Guritan itu dituliskan berjudul ‘Mbaung’
(hal. 14) yang secara keseluruhan naskahnya berbunyi: swara asu//mbaung//brebegi kuping//manasi jantung//--ah,//selawase asu
mbaung//dianggep nggawa kabar ala// asu//mbaung//bareng bathara kala//nandur
memala// -- aja gela// (suara anjing//menggonggong//berisik di
telinga//menggetarkan jantung//-- ah,//selamanya anjing menggonggong//dipercaya
membawa kabar jelek//anjing//menggonggong//bersama bethara kala//menebar
bencana//-- jangan sakit hati//.
Pada bagian lain, Widodo, juga bicara soal politik yang dikaitkan dengan
rakyat yang tetap melarat dan kesrakat, guritan ‘Tengara’ (hal.16) bicara akan hal itu. Coba simak baitnya yang
berbunyi:mung pitakonku//wiwit biyen
nganti saiki//nasibe dimar ublik//tansah dipolitisasi//kanggo
pribadi//yagene?// (hanya
pertanyaanku// dari dulu hingga sekarang//nasibnya dimar ublik
(rakyat)//tetap dipolitisasi//buat pribadi seseorang// kenapa?).
Sementara itu, jika kita mau cermat membaca, karya guritan yang dijadikan
judul buku ‘Bun-Bun Tumetes’ (hal. 1)
maka kita akan diingatkan bahwa waktu selalu berjalan.
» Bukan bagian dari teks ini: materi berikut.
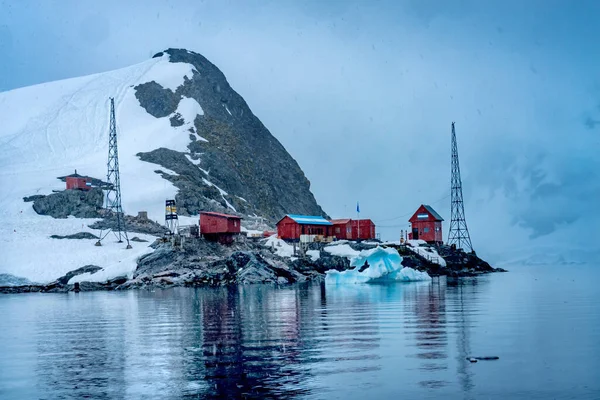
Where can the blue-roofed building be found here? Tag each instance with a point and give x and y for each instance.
(292, 226)
(426, 224)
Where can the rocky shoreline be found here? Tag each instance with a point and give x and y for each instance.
(197, 262)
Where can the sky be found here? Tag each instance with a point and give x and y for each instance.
(362, 94)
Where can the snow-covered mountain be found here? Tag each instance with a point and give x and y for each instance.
(183, 133)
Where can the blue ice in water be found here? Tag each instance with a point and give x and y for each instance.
(385, 265)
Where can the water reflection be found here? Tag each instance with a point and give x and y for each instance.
(261, 341)
(426, 319)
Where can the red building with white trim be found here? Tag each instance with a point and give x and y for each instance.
(219, 227)
(292, 226)
(366, 231)
(342, 228)
(426, 224)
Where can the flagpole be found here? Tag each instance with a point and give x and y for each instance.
(358, 221)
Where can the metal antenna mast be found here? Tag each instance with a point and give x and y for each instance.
(113, 194)
(458, 234)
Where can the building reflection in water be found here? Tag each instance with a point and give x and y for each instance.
(462, 289)
(427, 321)
(250, 343)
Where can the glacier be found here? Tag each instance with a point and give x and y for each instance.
(66, 128)
(385, 265)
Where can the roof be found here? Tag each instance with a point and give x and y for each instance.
(437, 216)
(429, 210)
(340, 221)
(213, 214)
(308, 219)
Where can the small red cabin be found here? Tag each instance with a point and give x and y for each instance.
(363, 229)
(78, 182)
(426, 225)
(342, 228)
(292, 226)
(219, 227)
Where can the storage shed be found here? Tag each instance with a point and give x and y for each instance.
(426, 224)
(342, 228)
(78, 182)
(363, 229)
(219, 227)
(292, 226)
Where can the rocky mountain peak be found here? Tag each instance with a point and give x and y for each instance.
(234, 163)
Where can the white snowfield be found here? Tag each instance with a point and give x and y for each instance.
(49, 130)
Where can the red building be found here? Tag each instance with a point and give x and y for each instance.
(342, 228)
(426, 224)
(219, 227)
(363, 229)
(76, 181)
(292, 226)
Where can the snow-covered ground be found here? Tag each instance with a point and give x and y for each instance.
(418, 246)
(49, 130)
(342, 250)
(281, 248)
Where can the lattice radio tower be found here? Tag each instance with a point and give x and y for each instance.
(113, 194)
(458, 234)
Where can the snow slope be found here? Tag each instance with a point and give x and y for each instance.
(65, 127)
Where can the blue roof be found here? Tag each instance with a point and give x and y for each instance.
(309, 219)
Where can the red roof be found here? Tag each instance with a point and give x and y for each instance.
(340, 221)
(219, 214)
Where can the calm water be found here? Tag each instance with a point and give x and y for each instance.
(311, 341)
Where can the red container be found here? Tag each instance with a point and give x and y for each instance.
(81, 183)
(426, 224)
(366, 231)
(342, 228)
(212, 223)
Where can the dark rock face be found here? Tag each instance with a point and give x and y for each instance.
(63, 280)
(243, 158)
(158, 101)
(79, 235)
(194, 194)
(78, 203)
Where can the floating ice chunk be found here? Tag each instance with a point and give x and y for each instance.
(342, 250)
(385, 265)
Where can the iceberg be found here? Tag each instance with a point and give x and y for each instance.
(384, 265)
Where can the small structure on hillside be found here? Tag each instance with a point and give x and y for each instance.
(363, 229)
(342, 228)
(171, 217)
(426, 224)
(313, 228)
(78, 182)
(219, 227)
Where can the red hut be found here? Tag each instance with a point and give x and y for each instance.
(292, 226)
(426, 225)
(219, 227)
(76, 181)
(363, 229)
(342, 228)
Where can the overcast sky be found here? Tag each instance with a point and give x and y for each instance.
(362, 94)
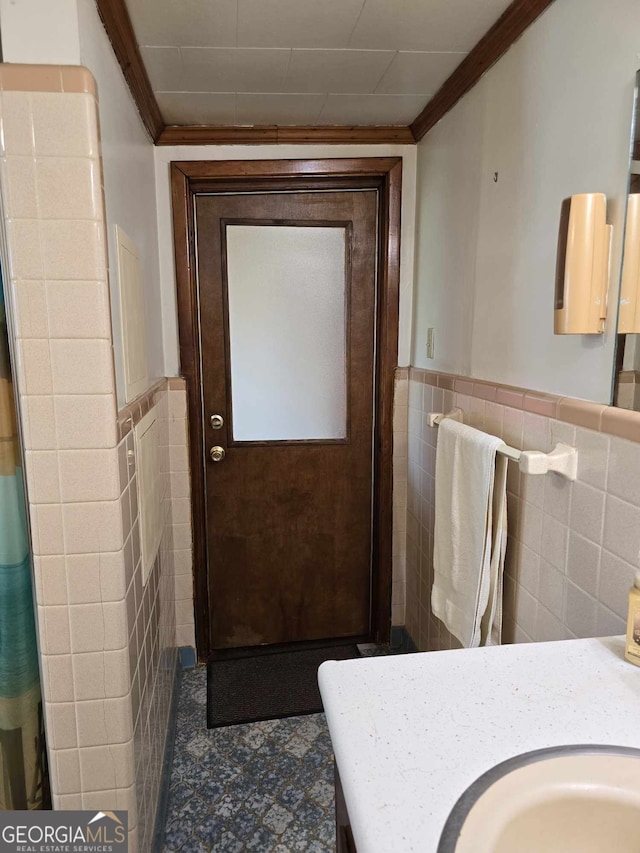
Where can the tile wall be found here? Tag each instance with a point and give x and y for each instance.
(107, 644)
(573, 546)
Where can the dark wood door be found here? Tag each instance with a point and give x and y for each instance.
(289, 519)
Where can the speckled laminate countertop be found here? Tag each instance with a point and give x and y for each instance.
(411, 732)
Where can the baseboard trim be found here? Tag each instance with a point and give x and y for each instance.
(187, 657)
(401, 639)
(167, 761)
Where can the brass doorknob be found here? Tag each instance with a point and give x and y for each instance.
(216, 453)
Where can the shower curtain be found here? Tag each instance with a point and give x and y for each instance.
(22, 754)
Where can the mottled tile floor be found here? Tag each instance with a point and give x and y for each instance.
(257, 787)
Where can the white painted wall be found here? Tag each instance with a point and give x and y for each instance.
(40, 31)
(129, 184)
(164, 156)
(552, 117)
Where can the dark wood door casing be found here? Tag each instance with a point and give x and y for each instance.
(380, 174)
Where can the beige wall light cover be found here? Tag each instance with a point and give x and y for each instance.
(629, 316)
(582, 273)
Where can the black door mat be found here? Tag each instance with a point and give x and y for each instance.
(247, 686)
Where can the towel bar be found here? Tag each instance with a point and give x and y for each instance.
(563, 459)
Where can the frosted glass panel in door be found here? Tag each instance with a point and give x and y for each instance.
(287, 329)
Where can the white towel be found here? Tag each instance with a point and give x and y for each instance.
(470, 533)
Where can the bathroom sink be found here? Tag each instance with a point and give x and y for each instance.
(568, 799)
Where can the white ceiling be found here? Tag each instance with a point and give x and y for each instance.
(304, 62)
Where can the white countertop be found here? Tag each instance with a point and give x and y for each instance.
(412, 732)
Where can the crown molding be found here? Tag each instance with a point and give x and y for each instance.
(494, 44)
(274, 135)
(507, 29)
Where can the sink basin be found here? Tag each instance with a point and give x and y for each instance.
(571, 799)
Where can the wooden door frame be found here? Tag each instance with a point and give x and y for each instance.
(383, 174)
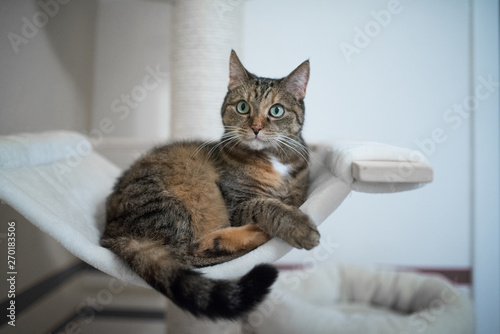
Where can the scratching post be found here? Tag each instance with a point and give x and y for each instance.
(203, 34)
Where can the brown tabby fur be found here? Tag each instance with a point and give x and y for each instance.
(193, 204)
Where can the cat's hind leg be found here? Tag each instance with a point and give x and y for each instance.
(228, 241)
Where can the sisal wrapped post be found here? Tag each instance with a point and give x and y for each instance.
(203, 34)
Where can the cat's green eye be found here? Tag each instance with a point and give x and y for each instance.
(277, 111)
(243, 108)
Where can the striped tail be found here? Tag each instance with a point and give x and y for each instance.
(189, 289)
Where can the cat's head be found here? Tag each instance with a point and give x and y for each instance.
(262, 113)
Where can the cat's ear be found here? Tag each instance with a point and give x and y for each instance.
(296, 82)
(237, 73)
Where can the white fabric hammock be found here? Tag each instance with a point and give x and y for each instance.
(59, 184)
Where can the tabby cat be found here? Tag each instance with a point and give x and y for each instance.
(194, 204)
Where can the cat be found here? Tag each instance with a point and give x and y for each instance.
(193, 204)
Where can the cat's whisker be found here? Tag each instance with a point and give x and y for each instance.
(294, 146)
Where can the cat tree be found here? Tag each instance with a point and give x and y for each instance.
(59, 183)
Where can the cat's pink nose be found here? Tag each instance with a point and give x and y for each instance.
(256, 127)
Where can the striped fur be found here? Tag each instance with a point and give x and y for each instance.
(194, 204)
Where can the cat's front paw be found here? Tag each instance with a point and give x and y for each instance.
(303, 234)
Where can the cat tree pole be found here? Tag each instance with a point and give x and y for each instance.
(203, 34)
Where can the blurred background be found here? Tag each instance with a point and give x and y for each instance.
(130, 74)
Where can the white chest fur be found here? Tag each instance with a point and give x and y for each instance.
(282, 169)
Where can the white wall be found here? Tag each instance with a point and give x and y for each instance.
(46, 72)
(396, 90)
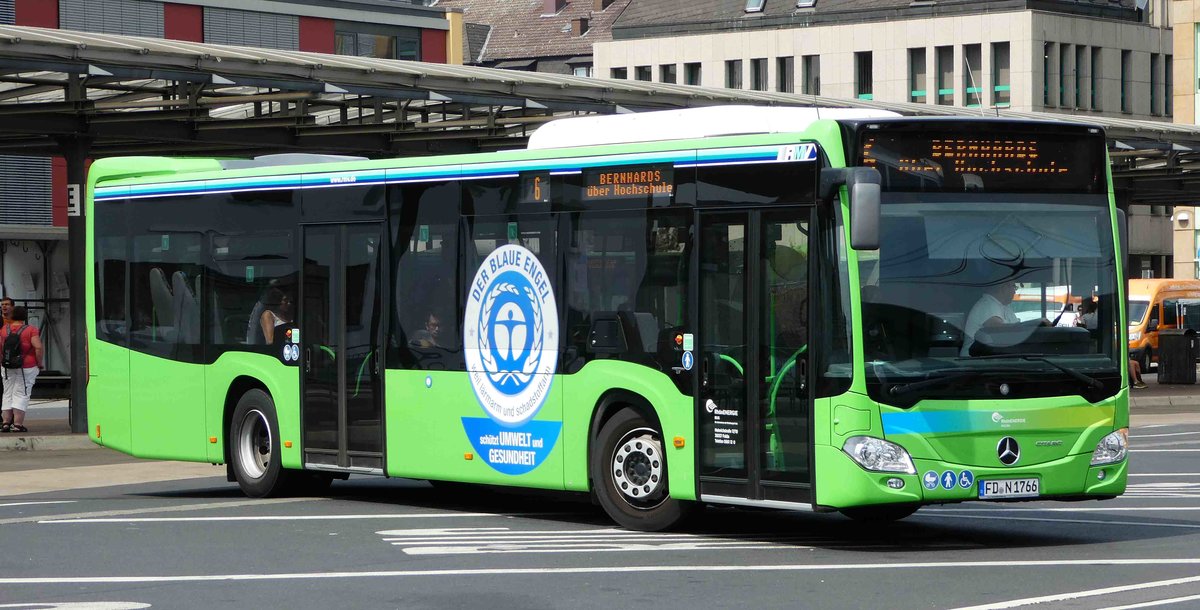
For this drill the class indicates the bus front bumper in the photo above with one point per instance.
(841, 483)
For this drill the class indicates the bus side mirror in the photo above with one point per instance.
(606, 335)
(1123, 235)
(863, 186)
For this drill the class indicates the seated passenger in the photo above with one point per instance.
(993, 309)
(427, 336)
(277, 312)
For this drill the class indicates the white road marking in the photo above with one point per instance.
(282, 518)
(1080, 509)
(79, 605)
(1169, 434)
(1089, 521)
(479, 540)
(1078, 594)
(1157, 602)
(1164, 490)
(180, 508)
(606, 569)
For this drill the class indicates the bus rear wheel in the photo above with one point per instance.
(880, 514)
(255, 431)
(629, 473)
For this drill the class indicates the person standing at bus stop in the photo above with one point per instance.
(18, 381)
(6, 306)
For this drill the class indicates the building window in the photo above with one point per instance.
(667, 73)
(1047, 61)
(379, 46)
(811, 67)
(1001, 76)
(917, 76)
(945, 66)
(1156, 66)
(759, 75)
(1169, 85)
(972, 76)
(1080, 61)
(864, 76)
(785, 75)
(733, 73)
(1065, 76)
(1126, 85)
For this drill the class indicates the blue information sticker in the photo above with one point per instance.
(930, 479)
(966, 479)
(949, 479)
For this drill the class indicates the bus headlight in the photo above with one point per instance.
(1111, 448)
(879, 455)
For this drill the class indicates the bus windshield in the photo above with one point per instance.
(1015, 287)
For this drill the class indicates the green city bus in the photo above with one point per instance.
(781, 308)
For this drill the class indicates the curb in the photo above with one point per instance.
(60, 442)
(1189, 402)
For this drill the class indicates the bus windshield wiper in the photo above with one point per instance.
(909, 388)
(1092, 382)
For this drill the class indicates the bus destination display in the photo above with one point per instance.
(628, 183)
(983, 161)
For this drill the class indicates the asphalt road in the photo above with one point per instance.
(373, 543)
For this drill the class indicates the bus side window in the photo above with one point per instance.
(425, 332)
(112, 262)
(252, 249)
(165, 274)
(633, 263)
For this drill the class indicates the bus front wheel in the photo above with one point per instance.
(255, 431)
(629, 472)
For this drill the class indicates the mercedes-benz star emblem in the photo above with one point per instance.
(1008, 450)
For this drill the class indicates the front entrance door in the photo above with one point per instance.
(341, 333)
(754, 401)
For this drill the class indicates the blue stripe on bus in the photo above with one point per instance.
(683, 159)
(933, 422)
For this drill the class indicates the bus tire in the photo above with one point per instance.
(256, 455)
(629, 474)
(880, 514)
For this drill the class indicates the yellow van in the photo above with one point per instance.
(1153, 306)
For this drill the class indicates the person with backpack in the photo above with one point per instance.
(22, 354)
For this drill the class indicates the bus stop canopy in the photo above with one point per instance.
(124, 95)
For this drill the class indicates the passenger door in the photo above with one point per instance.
(754, 402)
(341, 333)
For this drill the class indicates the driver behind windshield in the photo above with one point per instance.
(993, 309)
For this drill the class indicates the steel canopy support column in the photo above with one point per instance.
(75, 150)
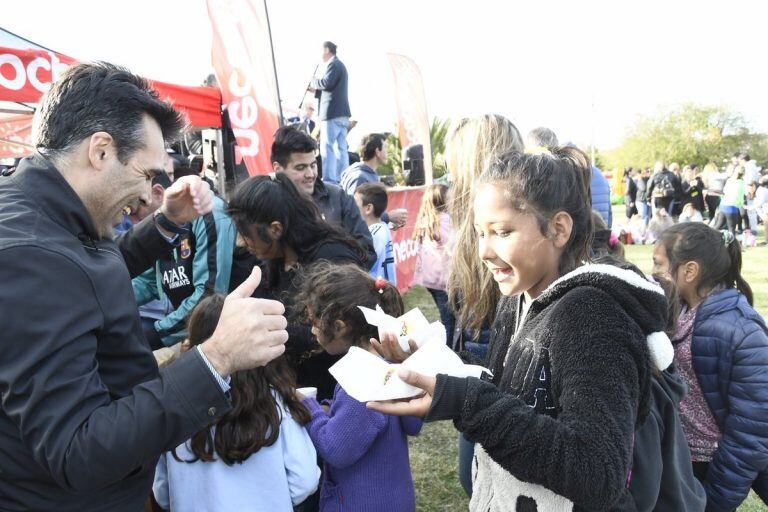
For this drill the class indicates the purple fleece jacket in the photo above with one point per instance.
(366, 456)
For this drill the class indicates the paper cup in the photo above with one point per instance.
(308, 392)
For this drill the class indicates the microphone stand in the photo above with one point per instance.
(307, 87)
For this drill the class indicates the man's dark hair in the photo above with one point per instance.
(101, 97)
(375, 194)
(288, 140)
(370, 144)
(331, 47)
(161, 178)
(543, 137)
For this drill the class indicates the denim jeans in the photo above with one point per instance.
(333, 148)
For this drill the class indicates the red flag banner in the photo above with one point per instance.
(412, 122)
(15, 136)
(403, 245)
(26, 74)
(242, 60)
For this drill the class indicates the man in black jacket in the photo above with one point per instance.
(332, 91)
(85, 414)
(663, 188)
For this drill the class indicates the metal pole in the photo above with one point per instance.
(593, 130)
(274, 64)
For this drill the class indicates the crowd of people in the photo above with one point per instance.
(734, 198)
(608, 389)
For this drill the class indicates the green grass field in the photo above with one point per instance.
(434, 452)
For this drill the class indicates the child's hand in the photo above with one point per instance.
(418, 406)
(389, 348)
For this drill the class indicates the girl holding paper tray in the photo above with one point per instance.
(570, 349)
(365, 453)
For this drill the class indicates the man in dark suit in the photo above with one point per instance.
(331, 90)
(85, 413)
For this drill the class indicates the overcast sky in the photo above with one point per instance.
(581, 68)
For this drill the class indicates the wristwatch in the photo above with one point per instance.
(168, 225)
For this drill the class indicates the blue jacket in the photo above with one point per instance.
(730, 357)
(601, 196)
(199, 266)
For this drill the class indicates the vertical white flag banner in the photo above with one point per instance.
(413, 121)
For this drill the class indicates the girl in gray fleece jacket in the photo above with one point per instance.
(570, 349)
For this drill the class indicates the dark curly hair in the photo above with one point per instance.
(254, 421)
(328, 292)
(98, 96)
(261, 200)
(545, 184)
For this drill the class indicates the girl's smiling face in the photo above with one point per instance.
(511, 244)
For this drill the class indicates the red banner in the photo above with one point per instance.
(15, 136)
(404, 247)
(242, 59)
(412, 118)
(26, 74)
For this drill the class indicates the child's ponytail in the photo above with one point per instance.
(389, 298)
(734, 271)
(718, 254)
(327, 292)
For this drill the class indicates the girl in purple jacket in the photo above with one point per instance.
(365, 452)
(721, 351)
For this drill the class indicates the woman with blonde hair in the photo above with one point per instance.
(473, 144)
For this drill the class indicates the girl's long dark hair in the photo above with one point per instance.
(545, 184)
(328, 292)
(261, 200)
(717, 253)
(254, 421)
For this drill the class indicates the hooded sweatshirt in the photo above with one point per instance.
(662, 475)
(554, 428)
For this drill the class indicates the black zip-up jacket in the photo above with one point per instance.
(84, 412)
(662, 475)
(554, 429)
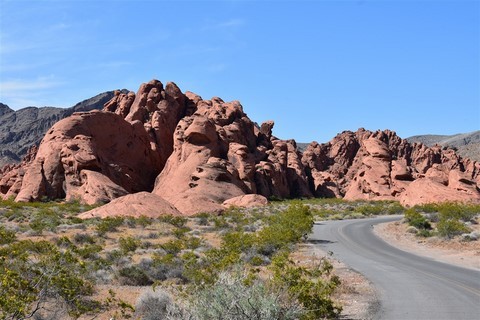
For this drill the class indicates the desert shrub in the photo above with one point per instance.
(144, 221)
(284, 229)
(108, 225)
(89, 251)
(395, 208)
(337, 216)
(32, 273)
(128, 244)
(449, 228)
(233, 297)
(311, 287)
(6, 236)
(153, 304)
(82, 238)
(180, 232)
(417, 220)
(220, 223)
(133, 276)
(45, 219)
(374, 208)
(176, 221)
(173, 246)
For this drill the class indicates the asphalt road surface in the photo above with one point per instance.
(409, 286)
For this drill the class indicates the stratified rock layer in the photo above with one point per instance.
(200, 155)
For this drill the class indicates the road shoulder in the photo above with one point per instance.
(356, 294)
(456, 252)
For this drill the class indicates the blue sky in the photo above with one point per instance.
(315, 67)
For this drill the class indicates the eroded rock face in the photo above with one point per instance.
(94, 157)
(219, 154)
(381, 166)
(133, 205)
(198, 155)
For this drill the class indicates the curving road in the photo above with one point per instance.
(409, 286)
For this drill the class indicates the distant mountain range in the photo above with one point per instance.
(21, 129)
(467, 145)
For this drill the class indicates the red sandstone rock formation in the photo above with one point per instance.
(133, 205)
(219, 154)
(199, 155)
(381, 166)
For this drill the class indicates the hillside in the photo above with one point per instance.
(467, 145)
(21, 129)
(195, 155)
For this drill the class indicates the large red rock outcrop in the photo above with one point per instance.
(381, 166)
(219, 154)
(133, 205)
(199, 155)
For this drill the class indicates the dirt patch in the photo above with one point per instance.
(356, 294)
(455, 251)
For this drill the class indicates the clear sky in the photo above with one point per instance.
(315, 67)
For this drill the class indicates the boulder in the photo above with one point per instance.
(246, 201)
(133, 205)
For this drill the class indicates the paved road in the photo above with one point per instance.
(409, 286)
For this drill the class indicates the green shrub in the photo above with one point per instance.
(128, 244)
(312, 288)
(81, 238)
(449, 228)
(108, 225)
(417, 220)
(6, 236)
(45, 219)
(32, 273)
(134, 276)
(173, 246)
(176, 221)
(235, 296)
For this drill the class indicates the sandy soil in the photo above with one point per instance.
(462, 253)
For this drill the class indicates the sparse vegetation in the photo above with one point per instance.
(446, 220)
(201, 255)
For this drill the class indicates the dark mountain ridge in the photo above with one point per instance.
(21, 129)
(467, 145)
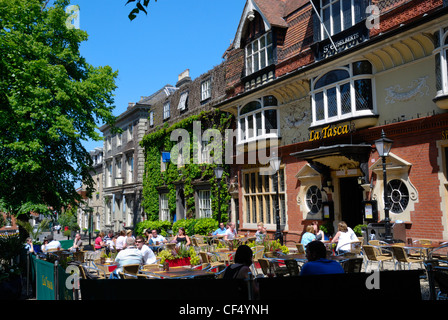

Seperti dituliskan dalam
bait kedua: urip winengku ing
kodrat//rambut sijiloro saya putih//rebut wektu// (hidup bergantung
kodrat//satu dua rambut kian memutih//mengejar waktu//). Maka perlu kiranya
kita sebagai manusia untuk terus tetap waspada, dan sekecil embun yang jatuh
menetes itu akan mendinginkan kerasnya hati ini.
Widodo Basuki, sebagai penggurit telah mengingatkan pesan
kepada kita semua, sebagai anak manusia agar tidak berlaku sewenang-wenang pada
hidup dan kehidupan ini. Tinggal kita, sebagai manusia, adakah mau peduli?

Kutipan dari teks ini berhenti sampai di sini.